Winning the war on tourists


My 14 hour flight arrived at 6:20am on Monday morning at Sydney International airport.

I got to a taxi at 8am. It's not the time that bothers me, it's all the other little things that added up to make it a stressful, confusing, and frustrating experience for me; and I dread to think how it was for the poor folks who don't speak English.

Running the gauntlet of customs, baggage and quarantine is a horrific experience.

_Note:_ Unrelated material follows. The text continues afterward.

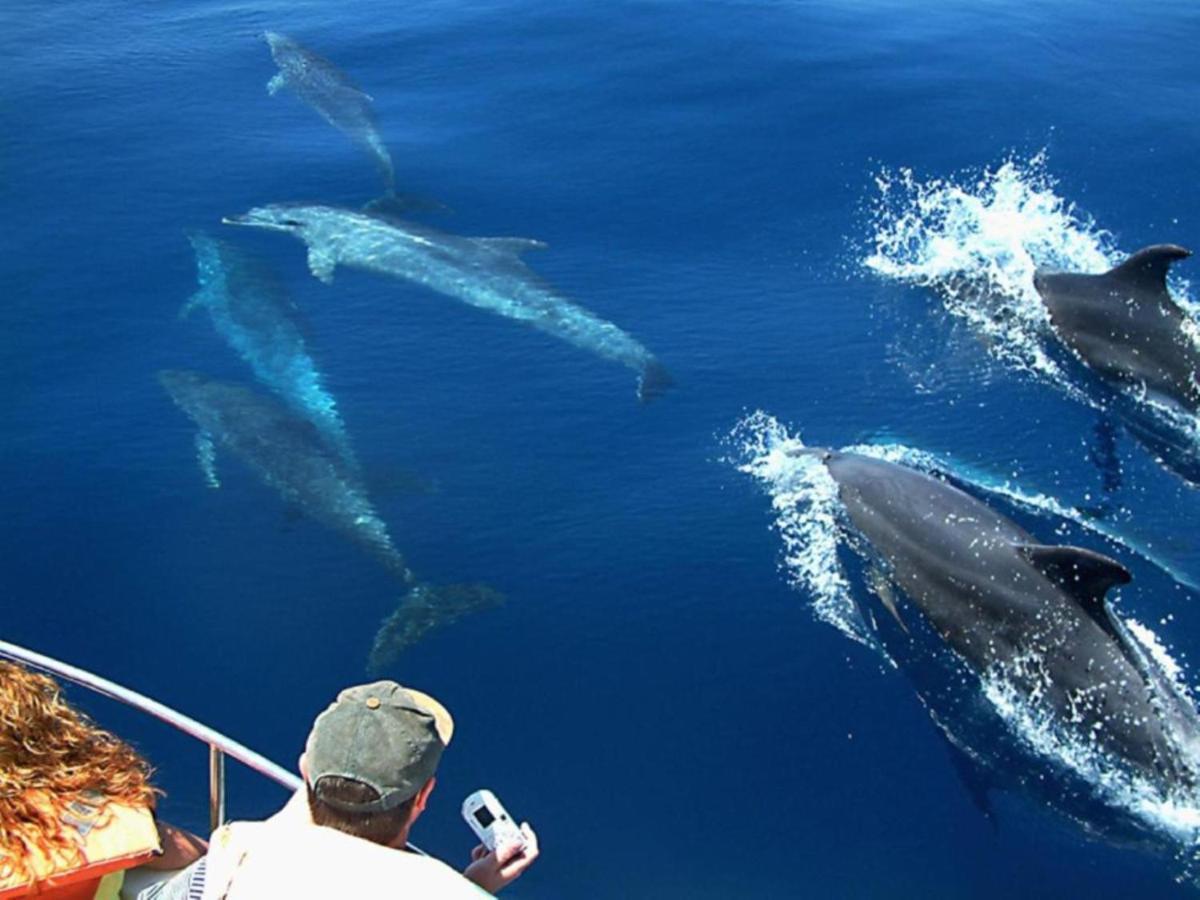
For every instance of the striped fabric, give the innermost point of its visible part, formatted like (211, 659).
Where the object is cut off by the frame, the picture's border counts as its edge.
(185, 885)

Here's my suggestions for how to make it a better experience for the newly arrived:

* Have "fair queues" (where there is a single queue entrance and at the end people fan out to be served) everywhere.
* At the entrance to each queue station a person who checks that people are joining the right queue and have the documents and forms required when they are served.
* If the baggage conveyer fills up (because of the backlog at immigration) have someone take bags off rather than stopping the conveyer and holding up those who are waiting.
* Put a "stand behind this line" around the baggage conveyer so people stand back until they see their bag. This works really well in Japan.
* Have one person who's job is to enhance the experience for travelers through the whole process. If there is such a role, have them contact me or sack them. (Yesterday, in the US where they are on threat level orange, we had a fairly rigorous security process but it was clearly explained, fair and queue time was being actively measured).
* Signs in more languages are required.
* Make sure the TV monitors above queues are working (one was out this morning and people were being sent away for being in that wrong queue)

I felt bad for non-english speaking travelers who waited a long time to get to the end of the wrong queue and didn't have the form filled in. They were sent away with a wave. I also felt bad for me, who is cursed with always joining the slowest queue. Other's jump from line to line, trying to judge the complexity of processing the people or the slowness of the agent by appearance.

Clearly several flights arrive at once at this time, but it's no surprise. It didn't appear to be a staffing level problem, more an organisational problem. Individual staff seemed efficient and friendly, I have no complaint there.

The ultimate irony is just how fantastically efficient the duty free store is on the way in and the taxi rank on the way out.

1 comment:

Christopher said...

Hi Pete,

FYI there is also a place to leave feedback on Sydney Airport's website.

There is also another forum at Skytrax to post your concerns and praise; Sydney Airport do pay attention to Skytrax as they rank airports worldwide.